There are certain jobs, such as actor, model, abstract artist, or football kicker, that you’ll often hear someone say, “I could do that.” They really can’t; not normally. The people in those professions have studied, devoted themselves, and possess the talent for their craft. My only consolation is the fact that those people can’t be me. Of course, they don’t want to be me. I don’t want to be me; I want to be a better version of myself. Actually, I would like to be a much better version of myself.
I decided to sit down and write a list of the times when I was a much better version of myself. When was I, even if only for a fleeting moment, the person I wanted to be? Everything on the list had something in common. Each time the Lord asked me to do something, I did it.
First, let me clarify “Lord asked.” I didn’t hear an audible voice from a cloud or a burning bush. It typically happens while I’m praying, probably because that’s when I’m the most open to it. I will sense a wave of peace, and then a complete idea or possibly a complete sentence that is not in line with what I’m currently thinking will suddenly be in my thoughts. I will push it away, but it quickly returns. That doesn’t mean it’s the Lord, but it does get my attention. I examined to see if it sounded like something the Lord would say; is it in keeping with his character? If that all checks out, do I believe in my heart it’s the Lord, did faith come with it, and do I have a certainty that it’s the Lord even if I can’t explain why? Lastly, if after everything, will I be the only one harmed if I’m wrong?

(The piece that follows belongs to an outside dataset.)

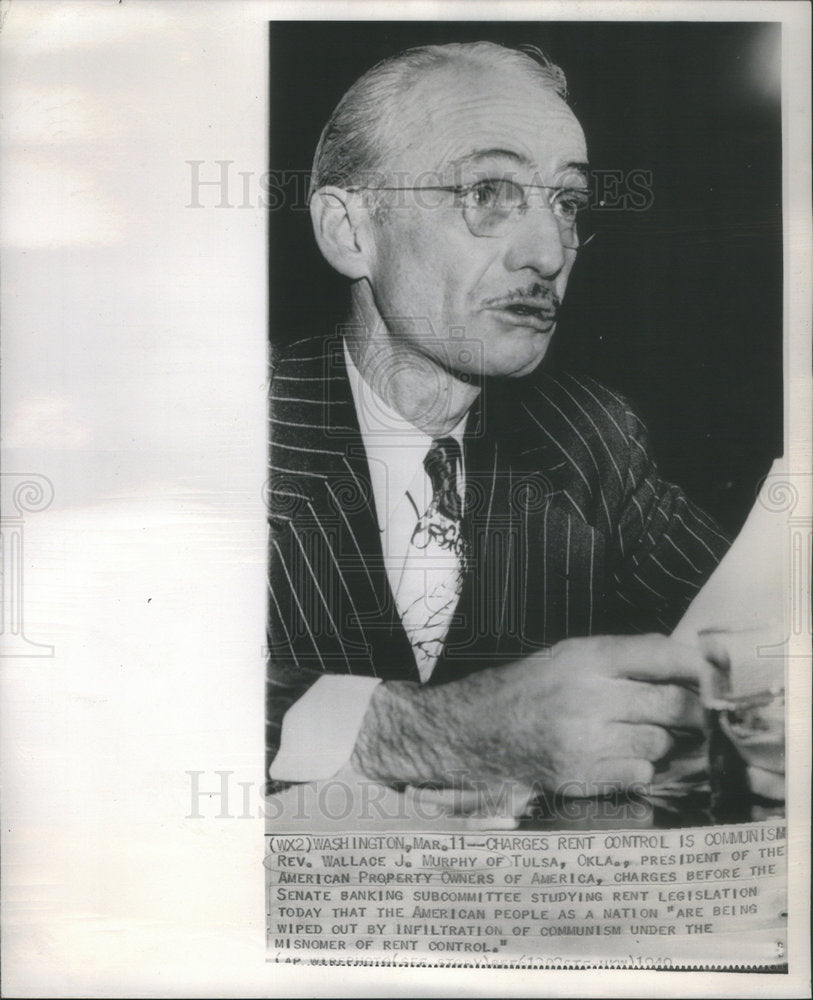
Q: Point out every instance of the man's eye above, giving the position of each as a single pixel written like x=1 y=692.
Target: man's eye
x=487 y=194
x=568 y=203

An example of the things on my list happened in the summer of 1970. The small company I worked for had been bought out by a much larger national firm that repaired computers and data processing equipment. I was used to working alone, and now I worked with three other engineers and had a direct boss in the office. This was large equipment that required us to travel to the customer site.
I wanted to fit in with the other engineers. I was required at the previous company to wear a business suit, but the engineers wore a short-sleeved white shirt and tie with no coat on this job. They would go into the office each morning and have coffee together. It would be 9 or 9:30 before they would leave on their first call of the day. It was a pleasant way to start the day, and I enjoyed the slower work pace that was expected.
The other engineers were friendly to me but constantly complained about doing more than their fair share of the work. This seemed to be a problem they had long before I joined them. More than once, I heard someone say that they had intentionally slowed down working, so they didn’t have to take any more calls than anyone else.
One morning while driving to work, the Lord told me, “I want you to give me this day while you’re working.” I assumed he meant he would want me to listen to Christian music, listen to a sermon on the radio, or possibly pray for something in particular. I said, “Yes, Lord.”
I wanted a “spiritual” day, but the Lord wanted me to be spiritual. The Lord said, “I want you to take ten calls today.”
There were many days when we didn’t have ten calls for the entire office, but if that’s what the Lord wanted, that’s what I was going to do. I began working as fast as I could. I grabbed a fast-food hamburger and ate lunch while driving. At day’s end, I had taken ten calls. I went home tired that night but very satisfied with my job.
The following morning, the Lord wanted me to take 12 calls that day. I didn’t have time for coffee in the office if I was going to be able to do that many calls. Although only 14 calls came into the office that day, somehow, I took 12 of them. It was another excellent day, and I felt much happier with the job and myself. I felt like I was working for the Lord.
The Lord stopped telling me how many calls to take but encouraged me to take as many as I could each day. After that, I rarely saw the other engineers other than when I would drop off my reports at the office or go in for a meeting. No longer trying to fit in, I went back to wearing a business suit each day.
About six months later, on my way to work one morning, the Lord said, “In this company, promotion comes through inequity.”
As I arrived at work, the boss asked me to come into his office. He gave me a promotion and a raise. I didn’t have the heart to tell him I didn’t do it for him or the company; I just thanked him. I thanked the Lord when I got to the car. I had done it for the Lord, but the Lord had me do it for me. He made me a better employee when I hadn’t been trying to be a better employee. He showed me that I had a fundamental weakness: I wanted to fit in with the people around me, and God wanted me to fit in with him. Doing both is possible far less often than I previously thought. I have never overcome that weakness, and I still fail far too often, but I’ve come to recognize it more readily when it’s leading me astray.
Fitting in is a natural tendency of life, but I must be careful whom I fit in with. I have to be cautious with the influences around me. Picking the wrong friends can make me miserable with my life. Choosing the wrong church can make me religious rather than spiritual. Selecting the wrong movies or TV shows can subtly change me to be like the people I admire while watching. Knowing I’m weak, hopefully, makes me more cautious.